About Me

Woman, reader, writer, wife, mother of two sons, sister, daughter, aunt, friend, state university professor, historian, Midwesterner by birth but marooned in the South, Chicago Cubs fan, Anglophile, devotee of Bruce Springsteen and the 10th Doctor Who, lover of chocolate and marzipan, registered Democrat, practicing Christian (must practice--can't quite get the hang of it)--and menopausal.
Names have been changed to protect the teenagers. As if.

Friday, May 21, 2010

Graceland

Driving from Baton Rouge to Chicago, listening to Paul Simon's Graceland album.

The album is, of course, a masterpiece, but the song "Graceland" is perfection.
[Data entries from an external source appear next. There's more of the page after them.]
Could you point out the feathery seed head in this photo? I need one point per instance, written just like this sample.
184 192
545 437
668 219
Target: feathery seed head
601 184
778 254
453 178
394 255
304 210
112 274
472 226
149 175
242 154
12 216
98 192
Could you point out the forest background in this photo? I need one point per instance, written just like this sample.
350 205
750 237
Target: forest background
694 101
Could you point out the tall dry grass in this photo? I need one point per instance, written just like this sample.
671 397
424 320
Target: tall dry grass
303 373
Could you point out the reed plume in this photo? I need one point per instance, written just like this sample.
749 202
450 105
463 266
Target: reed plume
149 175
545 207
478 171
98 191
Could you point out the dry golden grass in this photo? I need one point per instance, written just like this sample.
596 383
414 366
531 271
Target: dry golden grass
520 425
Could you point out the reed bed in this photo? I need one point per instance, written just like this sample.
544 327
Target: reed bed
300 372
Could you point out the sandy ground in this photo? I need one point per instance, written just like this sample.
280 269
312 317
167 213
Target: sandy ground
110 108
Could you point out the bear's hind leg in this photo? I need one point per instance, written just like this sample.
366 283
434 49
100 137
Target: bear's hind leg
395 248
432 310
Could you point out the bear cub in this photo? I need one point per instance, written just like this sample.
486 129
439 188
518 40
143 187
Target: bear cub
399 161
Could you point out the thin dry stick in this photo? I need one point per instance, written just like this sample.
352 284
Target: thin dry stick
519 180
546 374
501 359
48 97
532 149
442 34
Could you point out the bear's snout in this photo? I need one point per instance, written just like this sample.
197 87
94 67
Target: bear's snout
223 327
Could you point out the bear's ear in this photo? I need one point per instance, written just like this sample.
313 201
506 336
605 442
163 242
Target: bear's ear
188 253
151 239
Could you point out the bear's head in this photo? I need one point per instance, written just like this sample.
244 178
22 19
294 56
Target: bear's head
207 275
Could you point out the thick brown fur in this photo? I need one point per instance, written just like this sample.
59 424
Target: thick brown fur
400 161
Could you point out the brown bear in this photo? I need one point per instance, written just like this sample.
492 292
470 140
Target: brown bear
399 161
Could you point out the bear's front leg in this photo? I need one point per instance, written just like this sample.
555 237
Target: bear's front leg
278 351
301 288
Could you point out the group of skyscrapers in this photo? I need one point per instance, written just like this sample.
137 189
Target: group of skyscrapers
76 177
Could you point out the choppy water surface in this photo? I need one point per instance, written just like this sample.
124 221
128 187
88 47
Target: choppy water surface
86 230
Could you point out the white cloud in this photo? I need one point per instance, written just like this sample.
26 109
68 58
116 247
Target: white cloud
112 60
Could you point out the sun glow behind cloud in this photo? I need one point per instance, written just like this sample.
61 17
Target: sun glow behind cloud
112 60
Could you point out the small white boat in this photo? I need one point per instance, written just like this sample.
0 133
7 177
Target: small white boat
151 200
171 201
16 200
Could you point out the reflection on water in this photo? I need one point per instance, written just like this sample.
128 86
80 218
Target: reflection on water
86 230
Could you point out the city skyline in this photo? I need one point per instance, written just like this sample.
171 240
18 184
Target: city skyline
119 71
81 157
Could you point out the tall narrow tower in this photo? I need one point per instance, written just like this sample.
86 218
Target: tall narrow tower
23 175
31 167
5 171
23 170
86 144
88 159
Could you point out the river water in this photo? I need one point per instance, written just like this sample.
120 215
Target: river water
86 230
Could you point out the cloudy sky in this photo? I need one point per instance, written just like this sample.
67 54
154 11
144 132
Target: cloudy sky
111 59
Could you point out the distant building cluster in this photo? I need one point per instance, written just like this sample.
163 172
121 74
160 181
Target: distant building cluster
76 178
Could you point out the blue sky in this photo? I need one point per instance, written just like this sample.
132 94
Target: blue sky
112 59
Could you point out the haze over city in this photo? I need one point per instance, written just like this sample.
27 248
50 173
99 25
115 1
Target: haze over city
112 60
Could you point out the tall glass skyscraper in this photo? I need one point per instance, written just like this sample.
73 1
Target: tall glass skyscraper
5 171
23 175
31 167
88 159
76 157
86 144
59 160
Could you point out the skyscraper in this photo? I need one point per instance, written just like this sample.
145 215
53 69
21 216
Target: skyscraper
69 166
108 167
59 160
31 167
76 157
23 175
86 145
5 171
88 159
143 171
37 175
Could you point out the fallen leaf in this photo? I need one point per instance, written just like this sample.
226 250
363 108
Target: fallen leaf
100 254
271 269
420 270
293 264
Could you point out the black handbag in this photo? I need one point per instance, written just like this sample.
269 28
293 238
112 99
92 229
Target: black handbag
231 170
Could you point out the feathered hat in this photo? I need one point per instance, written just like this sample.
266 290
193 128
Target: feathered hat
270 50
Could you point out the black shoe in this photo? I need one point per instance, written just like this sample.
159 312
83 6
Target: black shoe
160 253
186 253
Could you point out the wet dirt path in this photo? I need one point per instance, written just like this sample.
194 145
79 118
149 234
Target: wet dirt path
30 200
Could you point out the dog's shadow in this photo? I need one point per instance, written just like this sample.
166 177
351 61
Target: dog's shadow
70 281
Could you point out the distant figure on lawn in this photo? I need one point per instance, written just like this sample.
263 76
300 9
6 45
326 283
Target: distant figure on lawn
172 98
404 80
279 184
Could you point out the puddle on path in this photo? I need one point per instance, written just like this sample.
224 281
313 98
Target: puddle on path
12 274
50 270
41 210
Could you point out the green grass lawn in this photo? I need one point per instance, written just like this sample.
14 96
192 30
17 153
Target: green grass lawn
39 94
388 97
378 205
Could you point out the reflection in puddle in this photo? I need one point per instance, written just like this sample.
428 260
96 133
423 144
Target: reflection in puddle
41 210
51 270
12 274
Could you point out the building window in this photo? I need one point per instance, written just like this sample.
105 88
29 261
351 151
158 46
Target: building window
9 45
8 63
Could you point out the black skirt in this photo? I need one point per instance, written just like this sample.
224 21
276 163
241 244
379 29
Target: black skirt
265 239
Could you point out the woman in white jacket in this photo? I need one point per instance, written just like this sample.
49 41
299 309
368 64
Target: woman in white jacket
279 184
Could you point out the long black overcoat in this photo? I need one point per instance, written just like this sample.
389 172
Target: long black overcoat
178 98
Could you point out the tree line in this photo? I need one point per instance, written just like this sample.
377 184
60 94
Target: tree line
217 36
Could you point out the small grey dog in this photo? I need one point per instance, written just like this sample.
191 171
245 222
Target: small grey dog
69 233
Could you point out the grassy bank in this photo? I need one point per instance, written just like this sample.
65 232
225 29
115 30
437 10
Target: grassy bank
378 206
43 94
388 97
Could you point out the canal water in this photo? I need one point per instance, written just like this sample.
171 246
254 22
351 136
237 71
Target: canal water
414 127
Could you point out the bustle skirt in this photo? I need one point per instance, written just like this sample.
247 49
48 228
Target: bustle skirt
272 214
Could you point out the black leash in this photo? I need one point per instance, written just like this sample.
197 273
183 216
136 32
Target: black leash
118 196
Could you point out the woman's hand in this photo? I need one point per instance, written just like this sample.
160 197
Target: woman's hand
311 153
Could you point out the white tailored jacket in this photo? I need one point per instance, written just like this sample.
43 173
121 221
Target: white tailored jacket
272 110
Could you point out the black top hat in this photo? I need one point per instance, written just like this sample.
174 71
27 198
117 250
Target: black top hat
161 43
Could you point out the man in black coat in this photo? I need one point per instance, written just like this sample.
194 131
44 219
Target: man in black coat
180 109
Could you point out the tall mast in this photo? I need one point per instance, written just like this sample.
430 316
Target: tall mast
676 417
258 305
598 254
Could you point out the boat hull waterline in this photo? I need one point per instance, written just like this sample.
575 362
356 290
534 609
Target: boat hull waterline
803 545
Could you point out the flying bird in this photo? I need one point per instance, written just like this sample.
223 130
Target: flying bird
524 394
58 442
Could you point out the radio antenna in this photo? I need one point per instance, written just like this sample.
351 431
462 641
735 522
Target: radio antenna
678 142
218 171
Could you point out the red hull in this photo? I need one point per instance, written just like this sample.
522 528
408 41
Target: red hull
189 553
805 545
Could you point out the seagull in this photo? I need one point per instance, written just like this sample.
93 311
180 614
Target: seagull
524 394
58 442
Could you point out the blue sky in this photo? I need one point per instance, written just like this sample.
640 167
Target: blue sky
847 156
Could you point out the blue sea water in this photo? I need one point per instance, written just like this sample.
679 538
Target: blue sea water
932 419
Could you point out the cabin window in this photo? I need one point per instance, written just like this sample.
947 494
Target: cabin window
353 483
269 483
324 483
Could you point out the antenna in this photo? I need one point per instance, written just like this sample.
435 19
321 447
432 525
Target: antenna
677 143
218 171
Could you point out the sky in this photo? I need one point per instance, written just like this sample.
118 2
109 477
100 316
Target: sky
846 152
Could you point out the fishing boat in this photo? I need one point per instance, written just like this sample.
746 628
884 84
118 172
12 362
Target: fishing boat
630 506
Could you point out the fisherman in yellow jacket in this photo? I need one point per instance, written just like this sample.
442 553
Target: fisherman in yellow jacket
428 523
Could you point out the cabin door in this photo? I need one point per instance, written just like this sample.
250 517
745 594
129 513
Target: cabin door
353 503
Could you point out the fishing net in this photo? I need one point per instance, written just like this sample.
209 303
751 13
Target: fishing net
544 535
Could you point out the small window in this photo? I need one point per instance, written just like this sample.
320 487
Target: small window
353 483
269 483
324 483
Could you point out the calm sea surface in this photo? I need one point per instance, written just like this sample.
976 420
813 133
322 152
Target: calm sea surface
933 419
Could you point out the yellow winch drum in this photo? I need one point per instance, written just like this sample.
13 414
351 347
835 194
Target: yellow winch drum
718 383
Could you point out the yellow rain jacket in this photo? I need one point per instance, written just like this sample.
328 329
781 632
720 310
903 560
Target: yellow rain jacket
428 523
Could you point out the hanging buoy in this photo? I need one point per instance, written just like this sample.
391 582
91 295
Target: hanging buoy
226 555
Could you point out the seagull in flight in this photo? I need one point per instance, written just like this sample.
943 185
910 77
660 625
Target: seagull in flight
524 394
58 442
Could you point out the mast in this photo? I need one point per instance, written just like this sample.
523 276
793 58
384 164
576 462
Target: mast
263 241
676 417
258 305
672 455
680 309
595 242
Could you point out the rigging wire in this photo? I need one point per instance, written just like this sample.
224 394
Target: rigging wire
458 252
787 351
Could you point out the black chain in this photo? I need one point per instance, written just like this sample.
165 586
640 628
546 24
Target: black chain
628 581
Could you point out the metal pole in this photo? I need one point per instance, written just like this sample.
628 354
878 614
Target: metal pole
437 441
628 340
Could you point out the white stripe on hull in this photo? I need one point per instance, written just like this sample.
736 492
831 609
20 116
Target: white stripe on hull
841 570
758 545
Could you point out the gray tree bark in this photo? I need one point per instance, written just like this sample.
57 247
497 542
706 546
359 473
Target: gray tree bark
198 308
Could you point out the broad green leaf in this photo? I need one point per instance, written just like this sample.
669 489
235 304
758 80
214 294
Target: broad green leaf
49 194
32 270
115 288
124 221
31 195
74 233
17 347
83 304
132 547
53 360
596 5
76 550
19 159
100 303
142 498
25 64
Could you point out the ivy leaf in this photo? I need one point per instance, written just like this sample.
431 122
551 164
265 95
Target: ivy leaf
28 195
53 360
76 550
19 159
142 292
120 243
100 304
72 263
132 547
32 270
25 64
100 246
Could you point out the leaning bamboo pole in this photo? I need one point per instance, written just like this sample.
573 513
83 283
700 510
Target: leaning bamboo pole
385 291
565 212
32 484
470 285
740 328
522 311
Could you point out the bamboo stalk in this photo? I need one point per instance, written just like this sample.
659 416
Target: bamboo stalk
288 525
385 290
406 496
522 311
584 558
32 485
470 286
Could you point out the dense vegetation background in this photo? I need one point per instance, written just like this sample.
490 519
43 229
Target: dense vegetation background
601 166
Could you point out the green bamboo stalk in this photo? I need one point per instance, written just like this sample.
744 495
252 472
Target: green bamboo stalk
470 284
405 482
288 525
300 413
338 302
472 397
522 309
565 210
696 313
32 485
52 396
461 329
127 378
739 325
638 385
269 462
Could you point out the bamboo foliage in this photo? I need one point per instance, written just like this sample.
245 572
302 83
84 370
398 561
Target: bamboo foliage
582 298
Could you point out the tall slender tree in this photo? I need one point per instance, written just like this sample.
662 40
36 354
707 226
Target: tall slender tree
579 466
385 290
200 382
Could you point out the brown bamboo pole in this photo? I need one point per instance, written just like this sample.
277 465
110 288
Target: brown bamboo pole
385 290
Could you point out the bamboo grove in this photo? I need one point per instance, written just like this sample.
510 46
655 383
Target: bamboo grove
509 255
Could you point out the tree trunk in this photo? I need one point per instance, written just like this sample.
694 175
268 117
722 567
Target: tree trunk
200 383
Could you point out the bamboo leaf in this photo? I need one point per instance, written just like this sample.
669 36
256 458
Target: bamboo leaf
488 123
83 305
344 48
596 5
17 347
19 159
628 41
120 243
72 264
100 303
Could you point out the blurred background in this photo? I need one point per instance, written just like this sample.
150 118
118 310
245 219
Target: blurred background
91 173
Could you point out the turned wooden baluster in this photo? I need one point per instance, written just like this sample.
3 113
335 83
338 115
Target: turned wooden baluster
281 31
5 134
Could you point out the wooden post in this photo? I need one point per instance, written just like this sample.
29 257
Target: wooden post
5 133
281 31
If Simon had done nothing at all in his life except write that song, he could have died knowing he had done great good in the world.

That evocative opening lyric:
The Mississippi Delta was shining
Like a National guitar

That brutal rendition of a love gone bad:
She comes back to tell me she's gone
As if I didn't know that
As if I didn't know my own bed
As if I'd never noticed
The way she brushed her hair from her forehead.

That wonderful description of life's craziness:
There's a girl in New York City
Who calls herself the human trampoline
And sometimes when I'm falling, flying
Or tumbling in turmoil I say
Oh, so this is what she means.

That account of heartbreak and loss:
Losing love
Is like a window in your heart
Everybody sees you're blown apart
Everybody sees the wind blow.

And, most of all, that breathtaking affirmation of redemption:
I've a reason to believe
We all will be received
In Graceland.

And all that's left to say is, amen.